Though gutting public housing is politically easy -- after all, the poor minorities who live in these projects aren't likely to vote -- the programs really should be expanding. Orlando's public-housing agency, like most, has a waiting list in the hundreds.
"There's a tremendous unmet need," Halbert says. With Section 8 rental vouchers for public housing, OHA provides almost 4,000 dwelling units to the underprivileged, though the Orlando agency is dwarfed by those in Tampa, Miami-Dade and Jacksonville.
"Central Florida," he points out, "is a service-based economy. We don't have a high median income."
The capital-improvement program isn't the only one getting the ax. HUD's Drug Elimination Program, which provides funds for drug-prevention programs and to hire off-duty police officers, will be completely wiped out by 2003. Because the officers are hired on an as-needed basis, Bryant couldn't say how much DEP money OHA spends annually. Though housing-authority officials say it's a huge help in cleaning up troubled neighborhoods, Martinez contends that it duplicates existing programs.

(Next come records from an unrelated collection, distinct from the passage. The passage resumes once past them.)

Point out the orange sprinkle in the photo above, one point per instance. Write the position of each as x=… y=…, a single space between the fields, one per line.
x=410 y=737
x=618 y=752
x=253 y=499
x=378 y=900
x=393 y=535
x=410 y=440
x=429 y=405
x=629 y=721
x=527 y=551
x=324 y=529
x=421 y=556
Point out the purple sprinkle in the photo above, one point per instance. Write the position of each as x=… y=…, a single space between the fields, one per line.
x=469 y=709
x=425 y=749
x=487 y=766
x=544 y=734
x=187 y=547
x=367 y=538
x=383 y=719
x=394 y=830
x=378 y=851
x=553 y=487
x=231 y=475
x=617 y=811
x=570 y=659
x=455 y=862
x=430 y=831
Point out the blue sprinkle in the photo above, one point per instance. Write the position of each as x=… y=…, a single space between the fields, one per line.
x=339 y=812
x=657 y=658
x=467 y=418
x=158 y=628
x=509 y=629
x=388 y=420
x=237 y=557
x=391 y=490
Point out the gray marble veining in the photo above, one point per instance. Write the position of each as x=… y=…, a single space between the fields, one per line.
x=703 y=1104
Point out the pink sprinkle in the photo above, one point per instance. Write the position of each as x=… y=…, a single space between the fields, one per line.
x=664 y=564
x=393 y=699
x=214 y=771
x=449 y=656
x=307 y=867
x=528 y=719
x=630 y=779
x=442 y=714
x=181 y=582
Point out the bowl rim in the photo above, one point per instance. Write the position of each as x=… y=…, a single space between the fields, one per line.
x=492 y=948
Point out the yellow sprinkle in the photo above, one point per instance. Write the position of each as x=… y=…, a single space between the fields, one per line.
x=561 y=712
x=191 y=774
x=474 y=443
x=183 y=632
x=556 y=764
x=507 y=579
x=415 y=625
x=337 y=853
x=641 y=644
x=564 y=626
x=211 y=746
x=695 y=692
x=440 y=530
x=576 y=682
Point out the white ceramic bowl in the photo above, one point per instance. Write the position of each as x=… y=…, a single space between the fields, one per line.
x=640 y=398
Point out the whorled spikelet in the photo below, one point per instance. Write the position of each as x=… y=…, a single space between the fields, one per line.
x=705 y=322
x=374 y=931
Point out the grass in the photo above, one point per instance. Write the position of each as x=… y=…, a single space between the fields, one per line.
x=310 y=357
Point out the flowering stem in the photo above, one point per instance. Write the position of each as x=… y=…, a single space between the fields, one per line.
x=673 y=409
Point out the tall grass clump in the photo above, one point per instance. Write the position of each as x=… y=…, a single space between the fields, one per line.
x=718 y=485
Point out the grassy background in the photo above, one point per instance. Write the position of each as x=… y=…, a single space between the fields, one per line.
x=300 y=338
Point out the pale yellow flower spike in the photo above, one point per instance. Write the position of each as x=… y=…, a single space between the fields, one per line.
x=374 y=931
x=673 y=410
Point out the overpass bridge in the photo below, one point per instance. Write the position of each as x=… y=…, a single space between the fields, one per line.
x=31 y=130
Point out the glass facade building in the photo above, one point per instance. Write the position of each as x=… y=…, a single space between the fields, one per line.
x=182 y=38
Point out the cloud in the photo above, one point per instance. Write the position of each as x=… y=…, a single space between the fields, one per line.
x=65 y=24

During a Senate hearing on the budget, Verger says, Martinez didn't seem to understand that capital funds are not used every year. Since construction projects don't happen overnight, Congress usually allocates capital improvement monies in three- or four-year blocks. As for Martinez's assertion that the cuts are due to unspent funds, Halbert says, that happens only in a few of the country's poorly run agencies -- and it's unfair to punish the rest for their misdeeds.

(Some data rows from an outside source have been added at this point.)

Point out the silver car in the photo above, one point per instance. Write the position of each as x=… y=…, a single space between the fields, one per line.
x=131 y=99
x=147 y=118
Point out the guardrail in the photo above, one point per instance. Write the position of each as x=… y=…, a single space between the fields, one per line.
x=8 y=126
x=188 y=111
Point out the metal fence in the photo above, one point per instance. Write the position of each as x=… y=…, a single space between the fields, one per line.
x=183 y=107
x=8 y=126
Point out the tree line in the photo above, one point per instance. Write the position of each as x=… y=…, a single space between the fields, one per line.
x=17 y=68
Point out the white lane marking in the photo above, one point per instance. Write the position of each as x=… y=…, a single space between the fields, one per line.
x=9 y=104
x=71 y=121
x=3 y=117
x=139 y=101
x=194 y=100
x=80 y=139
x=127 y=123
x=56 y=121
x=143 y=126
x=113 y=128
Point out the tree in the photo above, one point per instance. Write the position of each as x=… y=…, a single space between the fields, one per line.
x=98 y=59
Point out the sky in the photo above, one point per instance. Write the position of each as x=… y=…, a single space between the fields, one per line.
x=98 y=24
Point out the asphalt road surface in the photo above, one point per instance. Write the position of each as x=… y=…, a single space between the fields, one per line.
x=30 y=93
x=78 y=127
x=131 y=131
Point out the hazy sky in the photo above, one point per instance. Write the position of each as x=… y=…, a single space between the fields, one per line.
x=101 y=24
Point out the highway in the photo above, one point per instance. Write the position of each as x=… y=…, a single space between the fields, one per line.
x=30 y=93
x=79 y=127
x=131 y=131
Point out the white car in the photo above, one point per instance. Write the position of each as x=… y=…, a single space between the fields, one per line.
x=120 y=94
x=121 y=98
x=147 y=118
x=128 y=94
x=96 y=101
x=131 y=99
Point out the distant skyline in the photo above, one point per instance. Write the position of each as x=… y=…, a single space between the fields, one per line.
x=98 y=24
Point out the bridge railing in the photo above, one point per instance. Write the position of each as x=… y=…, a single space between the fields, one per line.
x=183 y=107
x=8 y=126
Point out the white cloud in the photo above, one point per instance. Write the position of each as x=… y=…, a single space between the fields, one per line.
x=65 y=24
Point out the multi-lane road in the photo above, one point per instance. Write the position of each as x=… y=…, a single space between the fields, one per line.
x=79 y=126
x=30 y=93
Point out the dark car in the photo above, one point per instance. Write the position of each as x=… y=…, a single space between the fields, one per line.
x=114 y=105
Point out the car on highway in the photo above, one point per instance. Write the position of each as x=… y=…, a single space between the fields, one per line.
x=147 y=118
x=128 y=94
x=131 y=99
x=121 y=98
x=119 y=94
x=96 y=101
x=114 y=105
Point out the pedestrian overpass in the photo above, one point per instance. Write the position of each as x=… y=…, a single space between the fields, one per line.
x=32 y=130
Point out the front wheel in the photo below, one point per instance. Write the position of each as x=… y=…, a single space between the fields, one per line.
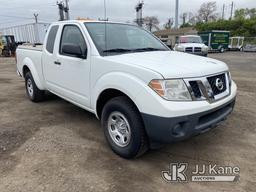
x=33 y=92
x=123 y=128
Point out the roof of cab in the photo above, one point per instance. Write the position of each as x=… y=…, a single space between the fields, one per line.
x=86 y=21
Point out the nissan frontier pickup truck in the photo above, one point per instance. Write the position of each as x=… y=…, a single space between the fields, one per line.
x=144 y=94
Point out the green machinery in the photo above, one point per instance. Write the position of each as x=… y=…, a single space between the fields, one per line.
x=216 y=40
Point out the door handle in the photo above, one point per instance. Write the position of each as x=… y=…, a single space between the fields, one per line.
x=57 y=63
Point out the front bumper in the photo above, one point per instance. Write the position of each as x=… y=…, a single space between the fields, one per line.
x=168 y=130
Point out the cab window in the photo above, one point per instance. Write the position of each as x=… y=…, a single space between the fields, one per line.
x=72 y=35
x=51 y=38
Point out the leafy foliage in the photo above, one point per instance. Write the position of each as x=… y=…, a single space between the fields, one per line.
x=244 y=24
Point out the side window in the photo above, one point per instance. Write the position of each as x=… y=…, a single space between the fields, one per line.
x=51 y=38
x=72 y=35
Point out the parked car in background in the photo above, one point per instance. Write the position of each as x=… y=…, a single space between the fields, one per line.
x=216 y=40
x=236 y=44
x=250 y=48
x=143 y=93
x=191 y=44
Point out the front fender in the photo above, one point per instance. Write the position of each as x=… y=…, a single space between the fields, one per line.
x=126 y=83
x=29 y=63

But most people don't blame Martinez for the plan's flaws. "We think his heart is in the right place," Halbert says. "We think this budget has been handed to him `by the Bush administration`."
"Frankly," adds THA's Ryans, "I like him. We have to give him the opportunity to do his job. I suspect that budget was already there."
Perhaps he is carrying the administration's water. But if the goals are misguided, shouldn't Martinez -- who achieved popularity in Central Florida by bucking his core conservative backers when the situation called for it -- tell it like it is?
Advocates say the focus on home ownership, though worthwhile, shouldn't detract from the needs of the public-housing programs. "While it's nice to focus on homeownership," Glasser says, "there still is this segment of the population that can not only not afford a home, but can't afford to rent, either."
Then again, Ryans has learned to cope. "When it comes down to money," he says, "we always come up short. I've gotten use to this kind of thing."
And, Halbert adds, HUD is giving more autonomy to "high-performing" housing agencies like his, allowing them to do their job without the red tape.
With Martinez at the helm, Ryans concludes, HUD may get better: "I think that secretary is willing to listen to what we have to say. I think he's going to be one of the best secretaries ever."